Literature inspired Dr. Kalanithi—helped him remain present when the end was imminent. Samuel Beckett’s words were his solace and his encouragement.
“I got out of bed and took a step forward, repeating the phrase over and over: ‘I can’t go on. I’ll go on.’”
“I was making the decision to do this work because this work, to me, was a sacred thing.” Instead of opting for easy, do what you were put here to do. Identify what is sacred to you and pursue it fiercely.
5. Believe tomorrow will be better.
When he did return to neurosurgery, Dr. Kalanithi found his work to be physically challenging.
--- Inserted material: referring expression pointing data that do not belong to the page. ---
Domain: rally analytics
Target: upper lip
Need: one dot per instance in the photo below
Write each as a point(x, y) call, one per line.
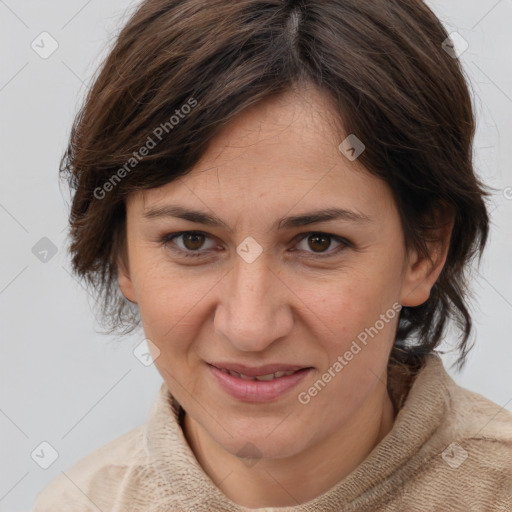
point(255, 371)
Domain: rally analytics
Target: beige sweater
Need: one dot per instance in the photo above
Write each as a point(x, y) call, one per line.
point(449, 450)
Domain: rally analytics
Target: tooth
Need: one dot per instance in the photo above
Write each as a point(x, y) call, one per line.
point(269, 376)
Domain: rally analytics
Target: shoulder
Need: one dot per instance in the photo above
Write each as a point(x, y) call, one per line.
point(92, 483)
point(468, 459)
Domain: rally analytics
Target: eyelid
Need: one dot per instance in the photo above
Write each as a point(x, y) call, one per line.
point(168, 238)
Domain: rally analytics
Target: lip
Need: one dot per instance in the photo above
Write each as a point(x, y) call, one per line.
point(254, 371)
point(258, 391)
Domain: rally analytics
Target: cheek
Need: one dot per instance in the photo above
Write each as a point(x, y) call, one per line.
point(171, 305)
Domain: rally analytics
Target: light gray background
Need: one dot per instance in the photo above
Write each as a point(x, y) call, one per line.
point(61, 381)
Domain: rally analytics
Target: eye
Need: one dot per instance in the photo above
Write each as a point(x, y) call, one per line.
point(191, 242)
point(320, 242)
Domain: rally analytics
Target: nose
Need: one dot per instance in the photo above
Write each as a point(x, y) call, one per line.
point(254, 307)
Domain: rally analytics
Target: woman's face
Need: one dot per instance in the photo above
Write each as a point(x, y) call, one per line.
point(248, 287)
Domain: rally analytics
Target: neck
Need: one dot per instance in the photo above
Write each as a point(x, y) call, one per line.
point(299, 478)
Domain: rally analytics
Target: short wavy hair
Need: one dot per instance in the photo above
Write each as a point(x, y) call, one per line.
point(384, 64)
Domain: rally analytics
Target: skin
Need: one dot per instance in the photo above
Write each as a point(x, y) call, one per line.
point(290, 305)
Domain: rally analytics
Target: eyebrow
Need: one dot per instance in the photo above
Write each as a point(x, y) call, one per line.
point(304, 219)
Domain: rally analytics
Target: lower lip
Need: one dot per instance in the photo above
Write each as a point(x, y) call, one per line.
point(257, 391)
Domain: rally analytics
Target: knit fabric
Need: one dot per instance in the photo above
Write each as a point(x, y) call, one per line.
point(450, 449)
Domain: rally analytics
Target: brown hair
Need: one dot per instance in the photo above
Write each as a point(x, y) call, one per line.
point(381, 62)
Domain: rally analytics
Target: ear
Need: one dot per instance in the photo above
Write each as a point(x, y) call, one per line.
point(421, 272)
point(124, 280)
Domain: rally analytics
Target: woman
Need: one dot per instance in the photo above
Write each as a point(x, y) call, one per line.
point(282, 195)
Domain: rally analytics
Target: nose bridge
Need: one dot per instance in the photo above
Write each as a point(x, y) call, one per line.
point(252, 312)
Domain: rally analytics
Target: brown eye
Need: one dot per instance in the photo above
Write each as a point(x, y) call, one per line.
point(319, 243)
point(193, 241)
point(188, 243)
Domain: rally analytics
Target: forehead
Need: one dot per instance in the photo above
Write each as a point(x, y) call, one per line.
point(281, 153)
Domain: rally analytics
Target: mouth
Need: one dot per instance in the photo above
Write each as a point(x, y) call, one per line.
point(257, 384)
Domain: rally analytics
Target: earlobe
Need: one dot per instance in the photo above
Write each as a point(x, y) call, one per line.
point(422, 272)
point(125, 282)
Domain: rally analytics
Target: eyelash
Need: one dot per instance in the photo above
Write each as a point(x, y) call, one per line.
point(166, 240)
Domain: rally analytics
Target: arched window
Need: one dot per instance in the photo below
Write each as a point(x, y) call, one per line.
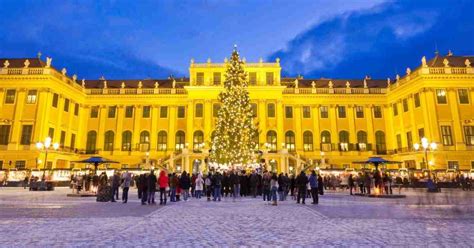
point(198, 141)
point(362, 140)
point(290, 141)
point(344, 141)
point(308, 141)
point(180, 137)
point(271, 140)
point(380, 142)
point(326, 141)
point(127, 141)
point(109, 141)
point(162, 141)
point(325, 137)
point(91, 142)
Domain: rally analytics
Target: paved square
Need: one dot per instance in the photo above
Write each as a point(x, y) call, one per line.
point(44, 219)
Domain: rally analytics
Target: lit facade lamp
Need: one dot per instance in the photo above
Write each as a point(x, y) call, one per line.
point(426, 146)
point(46, 146)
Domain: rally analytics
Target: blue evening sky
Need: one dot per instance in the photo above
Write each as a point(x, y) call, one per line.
point(314, 38)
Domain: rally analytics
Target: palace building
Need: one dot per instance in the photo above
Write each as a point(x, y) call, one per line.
point(303, 122)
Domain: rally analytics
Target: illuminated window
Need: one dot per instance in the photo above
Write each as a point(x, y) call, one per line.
point(199, 110)
point(271, 110)
point(252, 78)
point(109, 141)
point(447, 135)
point(26, 132)
point(146, 111)
point(377, 112)
point(441, 96)
point(10, 96)
point(463, 96)
point(32, 95)
point(269, 78)
point(306, 112)
point(359, 111)
point(217, 78)
point(308, 141)
point(181, 111)
point(324, 111)
point(162, 141)
point(200, 78)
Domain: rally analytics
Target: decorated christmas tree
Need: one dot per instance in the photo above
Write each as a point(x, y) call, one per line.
point(233, 144)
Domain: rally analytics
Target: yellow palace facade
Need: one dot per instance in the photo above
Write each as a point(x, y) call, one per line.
point(169, 122)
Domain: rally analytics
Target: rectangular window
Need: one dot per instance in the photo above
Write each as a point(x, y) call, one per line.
point(111, 113)
point(4, 134)
point(163, 112)
point(447, 135)
point(399, 141)
point(66, 105)
point(341, 111)
point(417, 100)
point(199, 78)
point(181, 111)
point(51, 133)
point(55, 100)
point(269, 78)
point(26, 132)
point(377, 112)
point(324, 111)
point(10, 96)
point(215, 109)
point(62, 139)
point(129, 112)
point(405, 105)
point(31, 98)
point(441, 96)
point(463, 96)
point(306, 112)
point(453, 165)
point(76, 109)
point(359, 111)
point(271, 110)
point(217, 78)
point(395, 109)
point(199, 110)
point(421, 133)
point(146, 111)
point(469, 135)
point(252, 78)
point(20, 164)
point(254, 109)
point(409, 140)
point(288, 112)
point(73, 141)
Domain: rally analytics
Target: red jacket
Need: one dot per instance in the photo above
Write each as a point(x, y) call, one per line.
point(163, 180)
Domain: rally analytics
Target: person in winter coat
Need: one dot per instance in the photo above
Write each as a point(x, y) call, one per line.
point(163, 184)
point(151, 187)
point(301, 182)
point(126, 179)
point(208, 184)
point(185, 183)
point(199, 185)
point(313, 183)
point(274, 188)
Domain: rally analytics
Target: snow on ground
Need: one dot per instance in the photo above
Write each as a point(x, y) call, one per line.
point(50, 219)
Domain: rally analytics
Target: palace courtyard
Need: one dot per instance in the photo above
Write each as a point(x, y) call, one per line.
point(50, 219)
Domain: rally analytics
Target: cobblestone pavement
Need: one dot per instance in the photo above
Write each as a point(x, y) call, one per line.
point(50, 219)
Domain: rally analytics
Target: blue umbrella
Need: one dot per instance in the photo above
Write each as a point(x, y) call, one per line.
point(96, 160)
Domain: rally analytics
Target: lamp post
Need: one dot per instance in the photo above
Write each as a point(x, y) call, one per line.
point(426, 146)
point(45, 146)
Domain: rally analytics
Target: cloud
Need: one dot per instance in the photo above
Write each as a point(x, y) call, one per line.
point(327, 44)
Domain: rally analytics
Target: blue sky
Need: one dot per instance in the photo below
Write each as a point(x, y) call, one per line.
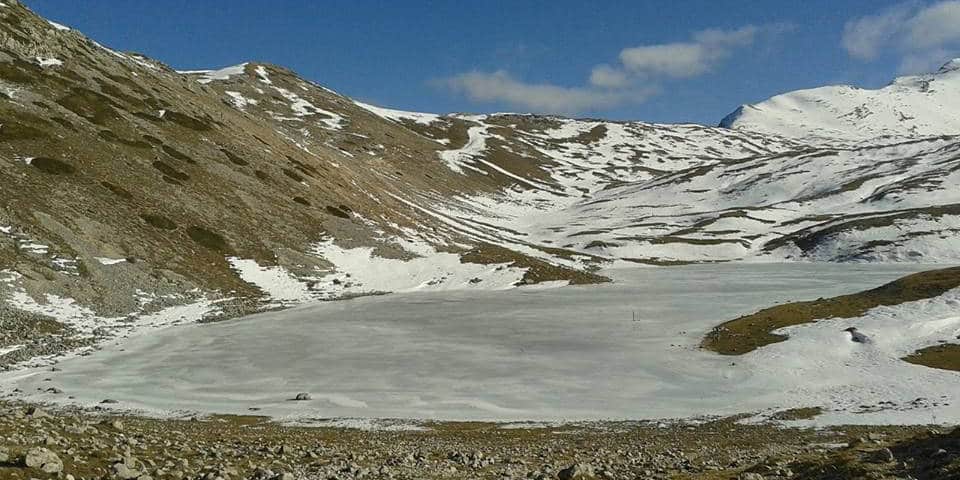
point(664, 61)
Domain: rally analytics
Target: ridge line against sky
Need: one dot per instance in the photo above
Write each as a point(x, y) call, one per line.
point(687, 61)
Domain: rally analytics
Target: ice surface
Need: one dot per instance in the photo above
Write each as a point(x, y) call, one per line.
point(544, 355)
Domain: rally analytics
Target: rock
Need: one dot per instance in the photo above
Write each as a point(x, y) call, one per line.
point(124, 472)
point(36, 412)
point(579, 471)
point(43, 460)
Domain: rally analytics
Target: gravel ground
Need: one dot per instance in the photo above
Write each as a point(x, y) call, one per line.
point(41, 444)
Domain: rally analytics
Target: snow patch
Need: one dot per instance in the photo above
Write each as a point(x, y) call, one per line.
point(48, 62)
point(207, 76)
point(275, 281)
point(399, 115)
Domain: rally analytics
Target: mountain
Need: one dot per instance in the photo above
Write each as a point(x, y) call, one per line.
point(910, 107)
point(134, 194)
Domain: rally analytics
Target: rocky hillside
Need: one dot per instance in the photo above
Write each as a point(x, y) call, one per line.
point(133, 191)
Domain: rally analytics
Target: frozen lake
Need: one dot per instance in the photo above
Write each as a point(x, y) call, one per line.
point(572, 353)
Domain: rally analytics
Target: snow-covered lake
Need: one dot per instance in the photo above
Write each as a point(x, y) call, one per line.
point(573, 353)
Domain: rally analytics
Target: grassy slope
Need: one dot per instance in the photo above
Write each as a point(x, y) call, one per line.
point(753, 331)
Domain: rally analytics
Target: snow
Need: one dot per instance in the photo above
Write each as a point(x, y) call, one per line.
point(275, 281)
point(9, 349)
point(358, 271)
point(400, 115)
point(207, 76)
point(460, 158)
point(58, 26)
point(910, 107)
point(85, 320)
point(541, 355)
point(239, 101)
point(48, 62)
point(302, 108)
point(110, 261)
point(263, 75)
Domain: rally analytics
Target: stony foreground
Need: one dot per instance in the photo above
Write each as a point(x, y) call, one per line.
point(41, 444)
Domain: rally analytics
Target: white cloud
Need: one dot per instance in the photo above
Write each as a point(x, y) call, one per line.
point(935, 26)
point(500, 86)
point(920, 35)
point(605, 76)
point(864, 37)
point(637, 77)
point(687, 59)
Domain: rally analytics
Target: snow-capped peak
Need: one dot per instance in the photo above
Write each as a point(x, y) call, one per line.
point(909, 107)
point(951, 66)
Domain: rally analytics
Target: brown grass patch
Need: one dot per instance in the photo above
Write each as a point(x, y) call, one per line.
point(945, 357)
point(753, 331)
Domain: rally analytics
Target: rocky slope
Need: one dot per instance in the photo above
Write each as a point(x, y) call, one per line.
point(138, 196)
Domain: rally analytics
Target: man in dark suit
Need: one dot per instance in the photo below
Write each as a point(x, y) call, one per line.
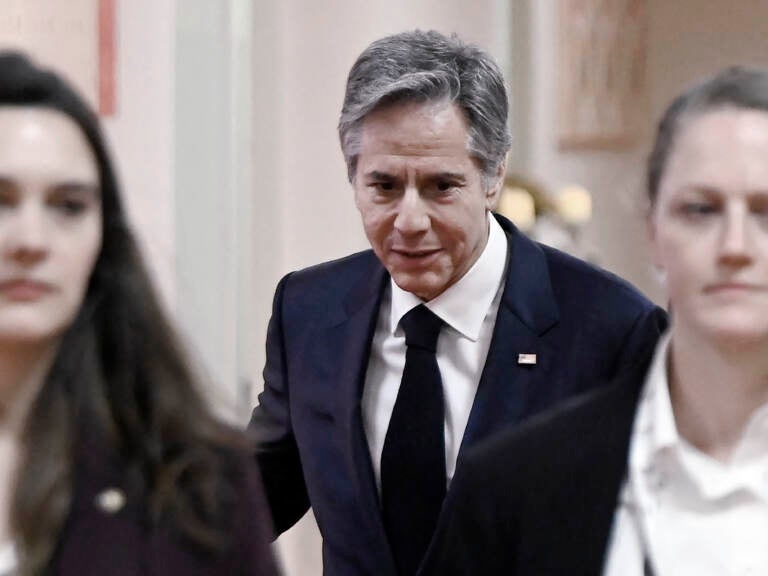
point(385, 366)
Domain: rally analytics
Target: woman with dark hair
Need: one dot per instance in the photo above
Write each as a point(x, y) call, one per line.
point(110, 460)
point(666, 472)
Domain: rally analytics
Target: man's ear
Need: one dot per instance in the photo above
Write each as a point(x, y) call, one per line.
point(653, 240)
point(493, 193)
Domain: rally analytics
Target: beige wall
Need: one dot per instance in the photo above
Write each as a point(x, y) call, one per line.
point(686, 40)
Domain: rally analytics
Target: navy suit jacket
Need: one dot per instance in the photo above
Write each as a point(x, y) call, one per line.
point(583, 324)
point(540, 500)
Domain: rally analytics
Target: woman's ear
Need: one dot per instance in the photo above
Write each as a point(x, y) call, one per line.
point(657, 256)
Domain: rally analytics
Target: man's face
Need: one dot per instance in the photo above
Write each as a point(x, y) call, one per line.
point(421, 195)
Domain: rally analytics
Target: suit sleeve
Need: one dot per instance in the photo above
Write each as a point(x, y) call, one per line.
point(640, 342)
point(253, 557)
point(276, 451)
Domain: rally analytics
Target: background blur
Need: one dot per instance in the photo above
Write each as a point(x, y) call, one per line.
point(224, 132)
On the first day back, he felt so lightheaded that he had to step away from surgery to lie down.
He left for the day, throwing his dirty scrubs in the laundry and put on his regular street clothes. “On the way out, I grabbed a stack of clean scrubs. Tomorrow, I told myself, would be a better day.”
With each passing surgery, it did become easier. He got back into the rhythm, embraced his former techniques, and returned to a full operating schedule within just a few weeks of treatment.
6. Search for the truth with the knowledge that it’s a never-ending pursuit.
In the remaining months of his life, Dr. Kalanithi doggedly explored religion, the idea of God, and the definition of “truth.” He realized that the scientific method he had relied so heavily upon in his career was the product of human minds, “and thus [could not] reach some permanent truth.”
Science can explain matter and energy, but scientific knowledge is “inapplicable to the existential, visceral nature of human life, which is unique and subjective and unpredictable.”
As he struggled with these bigger questions in life, he concluded that while the search is worthwhile and necessary, the task of finding truth is impossible. Each of us can only see part of the picture.
“Human knowledge is never contained in one person. It grows from the relationships we create between each other and the world, and still it is never complete."